To examine the robustness and applicability of the presented model, a second numerical example (Case 2) was used for a computational experiment, which is shown alongside that from Case 1 in

Table 3. Two-case comparison of routing outcomes across the minimum acceptable mission success levels s.

Examples	Parameters	s	CPs	Distance (m)
Case1	$\begin{array}{cc}{\alpha }_1=25,\hfill & {\alpha }_2=15,\hfill \\ {\beta }_1=20,\hfill & {\beta }_2=25,\hfill \\ \theta =30,\hfill & \delta =0.001.\hfill \end{array}$	100%	9	105,873
		80%	9	104,946
		64%	9	104,065
Case2	$\begin{array}{cc}{\alpha }_1=20,\hfill & {\alpha }_2=10,\hfill \\ {\beta }_1=15,\hfill & {\beta }_2=20,\hfill \\ \theta =20,\hfill & \delta =0.001.\hfill \end{array}$	100%	21	165,615
		80%	19	165,615
		64%	16	128,740

. This additional case applies a set of stricter parameters, requiring smaller error bounds (${\alpha }_1$, ${\alpha }_2$) and higher precision for the correction angle ($\theta$), to simulate an environment with more urgent operational conditions where safety requirements are tighter.

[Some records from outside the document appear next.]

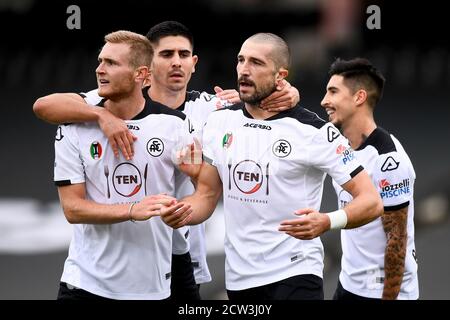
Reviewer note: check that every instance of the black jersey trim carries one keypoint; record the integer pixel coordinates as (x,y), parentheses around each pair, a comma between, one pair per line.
(190,96)
(61,183)
(381,140)
(298,113)
(153,107)
(397,207)
(100,104)
(356,171)
(208,160)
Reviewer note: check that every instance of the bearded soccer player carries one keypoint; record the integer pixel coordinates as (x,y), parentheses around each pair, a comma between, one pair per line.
(269,165)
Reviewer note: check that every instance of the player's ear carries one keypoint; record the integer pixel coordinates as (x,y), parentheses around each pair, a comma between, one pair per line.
(142,73)
(194,60)
(360,97)
(281,75)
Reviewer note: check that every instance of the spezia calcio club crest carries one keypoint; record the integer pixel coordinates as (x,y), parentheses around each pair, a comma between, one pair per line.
(96,150)
(281,148)
(155,147)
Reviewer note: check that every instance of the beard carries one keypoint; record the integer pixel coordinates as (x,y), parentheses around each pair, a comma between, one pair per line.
(260,93)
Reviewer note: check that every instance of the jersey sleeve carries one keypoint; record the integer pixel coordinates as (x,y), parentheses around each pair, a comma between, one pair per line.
(68,168)
(210,136)
(331,153)
(183,138)
(394,181)
(91,97)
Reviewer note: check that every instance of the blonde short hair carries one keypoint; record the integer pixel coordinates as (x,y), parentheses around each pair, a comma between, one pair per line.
(141,51)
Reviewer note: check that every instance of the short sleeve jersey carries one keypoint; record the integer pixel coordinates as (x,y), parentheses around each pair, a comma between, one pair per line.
(270,168)
(124,260)
(363,248)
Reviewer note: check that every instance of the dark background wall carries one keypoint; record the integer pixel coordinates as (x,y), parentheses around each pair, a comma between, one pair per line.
(40,55)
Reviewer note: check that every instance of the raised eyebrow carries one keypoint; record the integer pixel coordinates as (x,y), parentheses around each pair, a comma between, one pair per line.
(100,59)
(331,88)
(257,60)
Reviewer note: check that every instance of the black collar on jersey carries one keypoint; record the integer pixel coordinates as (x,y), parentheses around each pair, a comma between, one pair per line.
(298,113)
(190,96)
(381,140)
(151,107)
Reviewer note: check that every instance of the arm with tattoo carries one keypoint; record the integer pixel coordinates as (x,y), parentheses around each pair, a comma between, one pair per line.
(395,226)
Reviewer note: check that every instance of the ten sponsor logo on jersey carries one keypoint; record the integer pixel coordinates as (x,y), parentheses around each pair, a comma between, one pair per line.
(127,180)
(248,176)
(346,153)
(133,127)
(96,150)
(389,190)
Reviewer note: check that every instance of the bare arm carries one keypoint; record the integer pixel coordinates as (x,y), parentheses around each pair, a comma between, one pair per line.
(61,108)
(203,201)
(395,226)
(79,210)
(70,107)
(365,207)
(285,97)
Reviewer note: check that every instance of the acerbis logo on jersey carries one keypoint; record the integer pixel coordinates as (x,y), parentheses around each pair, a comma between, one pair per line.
(389,190)
(96,150)
(127,180)
(133,127)
(59,134)
(227,140)
(390,164)
(248,176)
(281,148)
(332,134)
(155,147)
(257,126)
(346,153)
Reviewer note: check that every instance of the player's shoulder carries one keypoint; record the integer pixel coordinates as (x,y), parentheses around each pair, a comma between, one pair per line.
(194,95)
(302,116)
(391,155)
(155,108)
(92,97)
(381,140)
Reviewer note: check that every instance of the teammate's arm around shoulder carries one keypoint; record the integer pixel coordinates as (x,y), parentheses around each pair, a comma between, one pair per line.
(366,205)
(202,202)
(78,209)
(59,108)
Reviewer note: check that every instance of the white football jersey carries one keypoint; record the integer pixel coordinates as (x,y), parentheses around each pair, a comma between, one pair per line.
(270,168)
(197,107)
(125,260)
(180,241)
(364,248)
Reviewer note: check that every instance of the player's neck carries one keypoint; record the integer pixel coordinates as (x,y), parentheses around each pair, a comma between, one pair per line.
(357,130)
(128,107)
(258,113)
(170,98)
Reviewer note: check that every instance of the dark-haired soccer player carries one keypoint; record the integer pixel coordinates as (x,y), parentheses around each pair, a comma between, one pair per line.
(379,258)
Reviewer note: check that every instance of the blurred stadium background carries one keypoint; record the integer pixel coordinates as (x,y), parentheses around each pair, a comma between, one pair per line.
(39,55)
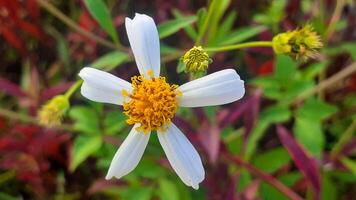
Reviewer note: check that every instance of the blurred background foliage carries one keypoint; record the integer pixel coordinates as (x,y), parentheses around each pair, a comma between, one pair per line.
(292,136)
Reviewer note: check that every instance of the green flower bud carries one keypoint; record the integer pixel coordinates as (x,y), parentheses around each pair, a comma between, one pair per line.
(196,60)
(302,43)
(52,112)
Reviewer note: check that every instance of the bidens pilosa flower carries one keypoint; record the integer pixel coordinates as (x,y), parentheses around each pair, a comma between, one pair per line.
(150,103)
(301,43)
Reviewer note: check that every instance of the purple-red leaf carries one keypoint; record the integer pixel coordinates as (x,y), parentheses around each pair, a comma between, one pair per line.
(11,88)
(302,160)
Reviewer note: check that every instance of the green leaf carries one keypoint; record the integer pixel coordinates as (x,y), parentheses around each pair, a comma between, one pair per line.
(167,190)
(272,160)
(101,14)
(218,8)
(350,164)
(316,110)
(110,61)
(114,122)
(242,34)
(310,134)
(84,147)
(226,25)
(269,192)
(165,49)
(170,27)
(191,32)
(285,68)
(276,114)
(137,193)
(86,119)
(256,134)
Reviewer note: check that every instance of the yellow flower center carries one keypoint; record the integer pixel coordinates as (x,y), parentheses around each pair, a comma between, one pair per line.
(152,103)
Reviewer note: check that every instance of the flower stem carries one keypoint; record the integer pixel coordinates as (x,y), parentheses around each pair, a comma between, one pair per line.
(202,32)
(240,46)
(264,176)
(73,88)
(345,137)
(70,23)
(347,71)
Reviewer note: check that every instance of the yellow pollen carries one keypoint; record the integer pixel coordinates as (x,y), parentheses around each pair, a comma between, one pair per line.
(152,103)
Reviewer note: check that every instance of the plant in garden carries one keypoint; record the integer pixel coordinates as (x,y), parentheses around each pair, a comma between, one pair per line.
(150,103)
(292,136)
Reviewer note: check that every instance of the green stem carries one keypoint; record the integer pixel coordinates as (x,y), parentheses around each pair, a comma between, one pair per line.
(345,137)
(240,46)
(73,88)
(207,19)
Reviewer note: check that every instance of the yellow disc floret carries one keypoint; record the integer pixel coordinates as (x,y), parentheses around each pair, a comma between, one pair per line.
(152,103)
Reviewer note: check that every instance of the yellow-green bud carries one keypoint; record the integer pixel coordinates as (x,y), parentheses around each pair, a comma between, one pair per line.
(300,44)
(52,112)
(196,60)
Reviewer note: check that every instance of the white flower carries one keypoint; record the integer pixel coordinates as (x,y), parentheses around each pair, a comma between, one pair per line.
(150,103)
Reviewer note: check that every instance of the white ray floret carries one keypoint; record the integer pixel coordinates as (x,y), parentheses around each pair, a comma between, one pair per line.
(144,41)
(129,154)
(103,87)
(215,89)
(219,88)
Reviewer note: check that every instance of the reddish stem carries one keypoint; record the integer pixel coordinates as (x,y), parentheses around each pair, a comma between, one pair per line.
(266,177)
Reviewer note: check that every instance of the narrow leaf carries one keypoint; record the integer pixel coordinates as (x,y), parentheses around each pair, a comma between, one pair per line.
(83,148)
(170,27)
(302,160)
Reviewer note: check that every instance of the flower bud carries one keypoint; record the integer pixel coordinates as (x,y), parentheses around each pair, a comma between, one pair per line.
(300,44)
(196,60)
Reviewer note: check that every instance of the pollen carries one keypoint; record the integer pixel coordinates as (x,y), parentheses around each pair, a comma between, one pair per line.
(152,103)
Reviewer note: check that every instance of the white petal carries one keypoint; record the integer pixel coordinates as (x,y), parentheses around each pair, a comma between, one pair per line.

As can be seen from the results, reducing s all along causes a consistent decrease in either total trajectory length or required correction points (CPS). In Case 1, with the success probability varying from 100% to 64%, we find that when it changes gradually, CPS has no variant transformation while the trajectory length is shortened slightly from 105,873 to 104,065 m. On the other hand, more restrictive assumptions in Case 2 impose a remarkable decrease on CPS (from 21 to 16) and trajectory distance from 165,615 to 128,740 m, when the demanded probability diminishes from a deterministically imposed value of 100% to 64%. These results emphasize that the reduction in reliability demands in highly restricted operational scenarios leads to a significant bias.

Considering this scenario, the proposed MILP-based optimization model is able to provide close-to-optimal solutions for different operational conditions and reliability requirements. This verification demonstrates the practical applicability of our method, which is helpful for decision-makers to balance between mission reliability and operational efficiency in real-world drone logistics.

5. Conclusions

In this paper, set within a three-dimensional (3D) context and accounting for uncertainties related to UAV positioning errors and ground base station corrections, a multi-objective mixed integer linear programming (MILP) model was developed, incorporating probability constraints. Utilizing the hierarchical sequential method of the Gurobi optimizer, the model facilitates a more adaptable decision-making process by adjusting the optimization sequence according to the priorities of different targets. Integrating this model with the Gurobi optimizer allows for rapid resolution and acquisition of the global optimum and showcases an efficient approach to tackling complex challenges. This methodology proves particularly effective in logistics transportation path planning within disaster-stricken or war-torn regions, confronting multiple uncertainties. It significantly enhances the reliability and practical applicability of path-planning strategies.

This study addresses shortest-path planning for a single UAV with a fixed set of ground-based stations (GBSs). Parcel–station assignment and station operations are treated as given; correction success is modeled as independent and time-invariant; planning is offline and energy, safety, and weather effects are simplified. In the future, we will focus on two directions: (i) endogenizing the infrastructure by jointly optimizing station selection, capacity/turnaround, and parcel–station assignment together with routing and (ii) developing data-driven, risk-aware, online methods that learn spatio-temporal (and correlated) reliability $p_i\left(t\right)$ from telemetry and weather data to support chance constraints and real-time re-planning under updated GBS/environmental information.